Die Werkstoffzusammensetzung GLC F-CELL (Leergewicht: 2.050 kg)

Unterschiedliche CO₂-Szenarien je nach Strom- und Wasserstofferzeugung

Wie bei allen Elektrofahrzeugen kommt es auch beim Mercedes-Benz GLC F CELL entscheidend darauf an, wie der benötigte Strom erzeugt wird: 100 Prozent erneuerbar, z.B. aus Wasserkraft, oder beispielsweise im EU-Strom-Mix . Die gleiche Frage stellt sich bei der Gewinnung des Wasserstoffs: In der Ökobilanz gerechnete Szenarien sind die Reformation aus Erdgas, das so genannte H2-Mobility Szenario (50 % regenerativ, 50 % aus Erdgas), und die 100-prozentige Gewinnung des Wasserstoffs aus Elektrolyse mit Strom aus Wasserkraft.

Entsprechend fällt die Umweltbilanz, insbesondere die CO₂-Bilanz, bei einer Betrachtung des gesamten Lifecycles mit einer Laufleistung von 200.000 Kilometern aus. In der Pkw-Herstellung bedingen die spezifischen Komponenten des GLC F-CELL zwar deutlich höhere CO₂-Emissionen, diese können in der Nutzungsphase, je nach Wasserstoff- und Stromerzeugung, jedoch teils deutlich überkompensiert werden. Wird der GLC F-CELL ausschließlich mit regenerativ erzeugtem Wasserstoff und Strom betrieben, so ist die CO₂-Einsparung über den gesamten Lebenszyklus am größten. Gegenüber dem Szenario mit Wasserstoff aus Erdgas und dem EU Strom-Mix sind so Einsparungen von über 50 % möglich.

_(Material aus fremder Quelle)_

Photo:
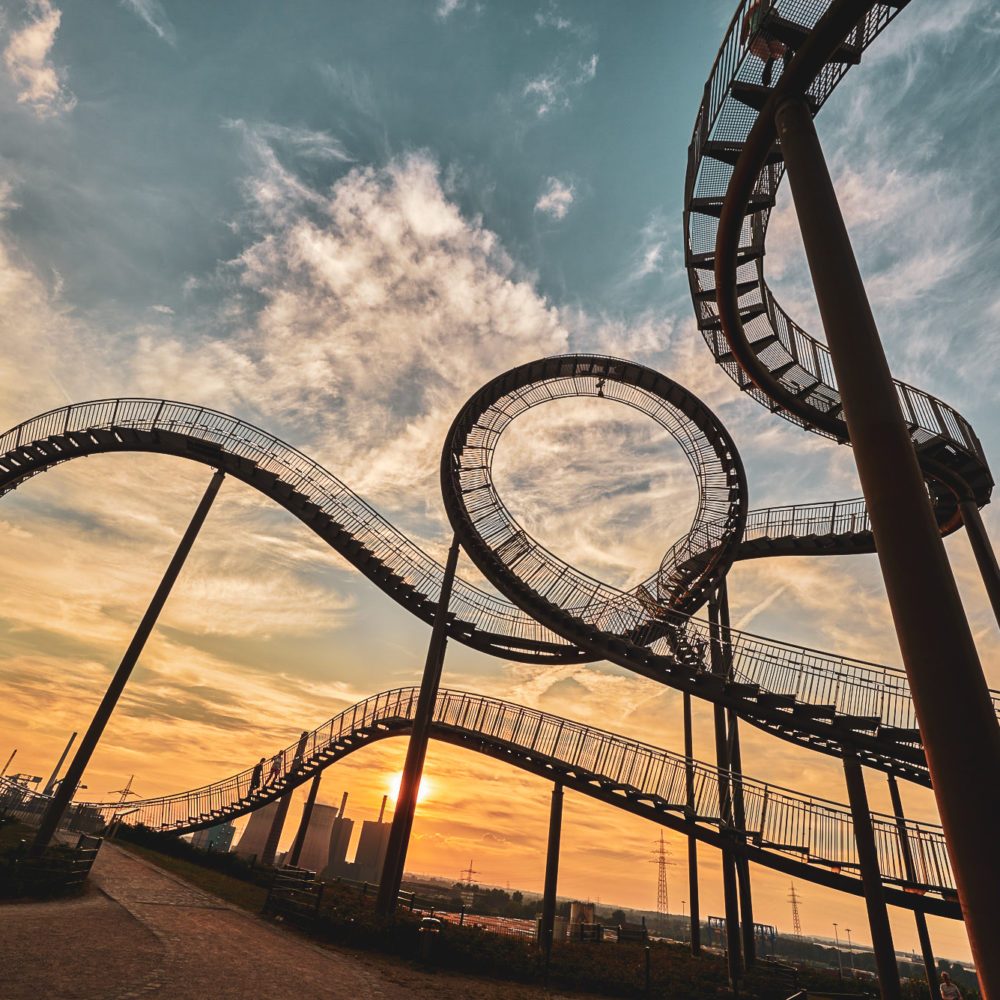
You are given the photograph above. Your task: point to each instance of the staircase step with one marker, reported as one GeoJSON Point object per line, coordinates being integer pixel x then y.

CO₂-Emissionen GLC F-CELL im Vergleich

Der GLC F-CELL: Brennstoffzelle als Plug-in-Hybrid

Der Mercedes-Benz GLC F-CELL verfügt weltweit einmalig sowohl über Brennstoffzellen- als auch über Batterieantrieb, der via Plug-in-Technologie extern aufgeladen wird. Er „tankt“ außer Strom auch reinen Wasserstoff.

Dies hat eine Reihe von Vorteilen:

  • An einer Wasserstofftankstelle steht innerhalb von drei Minuten wieder die volle Reichweite von über 400 km zur Verfügung.
  • Die Batterie bietet weitere rund 50 km Reichweitenreserve.
  • Bergab und beim Bremsen kann die Bewegungsenergie in der Batterie gespeichert werden (Rekuperation).
  • Für kräftige Beschleunigung stellt die Batterie zusätzlichen Schub zur Verfügung.
  • Beim Laden der Batterie an der Steckdose kann rein regenerativer Strom verwendet werden.